Teenage Playwright Wins National Competition | KCUR

Teenage Playwright Wins National Competition

Dec 27, 2011

Thirty years ago, legendary Broadway composer Stephen Sondheim might have sensed that the pool of up-and-coming playwrights was a bit lacking and founded Young Playwrights Inc. Based in New York,  the program’s mission is to foster and mentor promising writers 18 and under. For the second year in a row, an Overland Park, Kan. teenager has made the cut. His play will be given a professional staged reading in January 2012 at New York's Cherry Lane Theatre.

Each year, the organization hosts a nationwide playwriting competition and among this year's group of ten is 19-year-old Zachary Weaver of Overland Park, Kan. who was writing and helping to mount plays at both the Coterie Theatre and the Kansas City Fringe Festival before he could get his driver's license.

Weaver Finds his Voice at The Coterie

The Coterie's artistic director Jeff Church recalls how, through the theater's outreach programs and playwriting seminars for area youth, he became impressed with Weaver's point of view.   

"Zach surfaced to the top because he has a unique voice, and there's a nice theatricality in his writing," Church says. "That is to say, they're not kitchen sink reality plays, but usually set in unusual locales, like the writer's mind or the side of a highway, or inside a clock maker's nightmare scenario - crazy stuff like that.

"Television usually has a numbing effect on young writer's mind, so I would get a lot of sitcom set ups and Zach never fell into that."
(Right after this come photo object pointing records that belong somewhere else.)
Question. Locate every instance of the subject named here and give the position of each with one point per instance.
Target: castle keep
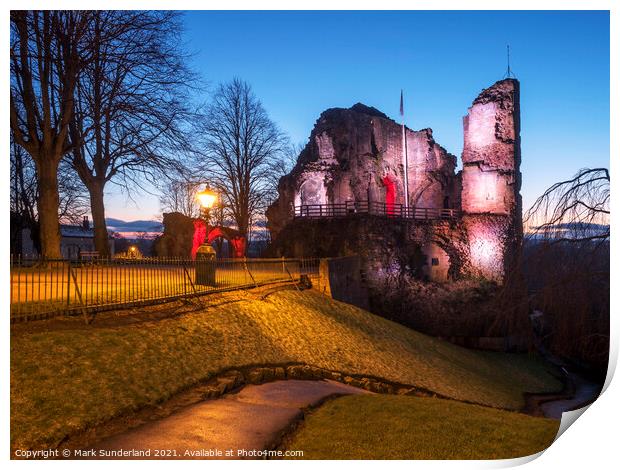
(346, 194)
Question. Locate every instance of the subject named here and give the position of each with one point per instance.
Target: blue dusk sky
(301, 63)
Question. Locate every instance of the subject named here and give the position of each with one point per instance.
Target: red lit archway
(390, 194)
(237, 241)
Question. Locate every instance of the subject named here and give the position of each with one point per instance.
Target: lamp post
(207, 199)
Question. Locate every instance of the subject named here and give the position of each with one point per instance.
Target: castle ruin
(346, 193)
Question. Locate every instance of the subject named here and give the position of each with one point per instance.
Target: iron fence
(54, 287)
(349, 208)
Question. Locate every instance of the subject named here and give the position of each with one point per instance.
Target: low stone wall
(341, 279)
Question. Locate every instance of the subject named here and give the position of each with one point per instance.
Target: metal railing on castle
(54, 287)
(351, 208)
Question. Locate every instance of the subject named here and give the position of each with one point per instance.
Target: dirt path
(235, 426)
(585, 392)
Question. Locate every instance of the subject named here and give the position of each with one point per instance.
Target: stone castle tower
(346, 193)
(491, 179)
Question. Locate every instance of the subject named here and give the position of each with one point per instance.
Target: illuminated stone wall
(350, 155)
(355, 154)
(491, 179)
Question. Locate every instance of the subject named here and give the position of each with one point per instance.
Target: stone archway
(234, 237)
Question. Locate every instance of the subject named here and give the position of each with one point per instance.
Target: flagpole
(405, 157)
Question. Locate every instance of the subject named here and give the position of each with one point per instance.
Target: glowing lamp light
(206, 198)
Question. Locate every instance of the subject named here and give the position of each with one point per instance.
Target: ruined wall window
(390, 194)
(312, 192)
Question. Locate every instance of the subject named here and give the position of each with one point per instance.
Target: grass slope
(67, 380)
(402, 427)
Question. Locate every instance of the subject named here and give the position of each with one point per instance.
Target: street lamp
(205, 255)
(207, 199)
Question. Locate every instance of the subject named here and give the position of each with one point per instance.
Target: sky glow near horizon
(301, 63)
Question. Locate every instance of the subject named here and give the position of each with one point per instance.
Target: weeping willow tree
(563, 273)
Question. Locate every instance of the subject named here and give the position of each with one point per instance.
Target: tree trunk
(47, 207)
(97, 209)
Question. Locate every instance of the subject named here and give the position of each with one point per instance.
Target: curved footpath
(235, 426)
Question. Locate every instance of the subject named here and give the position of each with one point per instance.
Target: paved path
(585, 393)
(248, 420)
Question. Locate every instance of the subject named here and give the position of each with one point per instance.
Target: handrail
(382, 209)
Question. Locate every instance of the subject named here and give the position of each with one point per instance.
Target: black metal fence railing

Weaver Expands his Audience

Around the same time Weaver's play "Roadkill" was staged at the Young Playwrights Roundtable, the Coterie's yearly festival of plays by young writers, he began submitting scripts to Young Playwrights Inc. His hope was to be one of a handful of youth invited to New York every year to see their work come to fruition. He won a slot on last year's program and, in January, his second play for the group, called “Loganheim the Clock Smasher,” is on the bill.

Young Playwrights' Amanda Junco, who will direct Weaver's piece, says that she concurs with Church about what made Weaver's writing stand out.

"We love him. This is our second time working with him and we're excited to have him back," Junco says.

"Sometimes it's just the 'it' factor," she adds. "You just have a sense that a play is really complete and it's going somewhere and has something really focused that it's trying to do.  Typically, the winning plays are the most cohesive, and that's what Zach did."

Outside the Regular Classroom

Though the Coterie does most of its outreach work in area schools, it has also established a good relationship with a collective group of youth who are homeschooled, as Weaver was. He says, surprisingly, that his mother, who was his home-school teacher, wasn't particularly invested in the arts.

"I would have to say the interest in the arts, especially theater, was my own initiative," Weaver says.  "My mom doesn't know how I can get on a stage and speak out loud. She's a very reserved person.

"I mean, she taught me other things, like gardening and love of animals and cooking, things like this, but the arts was very much my own doing, my seeking out something exciting to do."

Amanda Junco says  his winning play last year addressed homeschooling with both comedy and irony.

"It was really clever in the way he approached the stereotypic idea of what homeschooled kids are. They're anti-social; they may not be quote unquote normal. And he played right into that, given the fact that he was homeschooled, which we did not know at the time.

"You have (with Weaver's play) a very mature, tongue-in-cheek way with your subject," she says.  "He played into the stereotypes instead of trying to correct them."

Career Opportunities

I asked Weaver if theater was his primary focus or if he was more of a Renaissance man of many talents.

"I have a lot of interests but playwriting is what I want to do," he says. "I have hundreds of ideas – many ideas at one time. So it’s a matter of learning how to focus on one play, but there are hundreds of them."

Weaver should find inspiration in one former winner of the Young Playwrights competition, Carter Bays, who is currently a writer and producer on the hit series “How I Met Your Mother.”

This year's winners of the Young Playwrights Inc.  competition will be staged at the Cherry Lane Theater in New York January 10 - 12, 2012.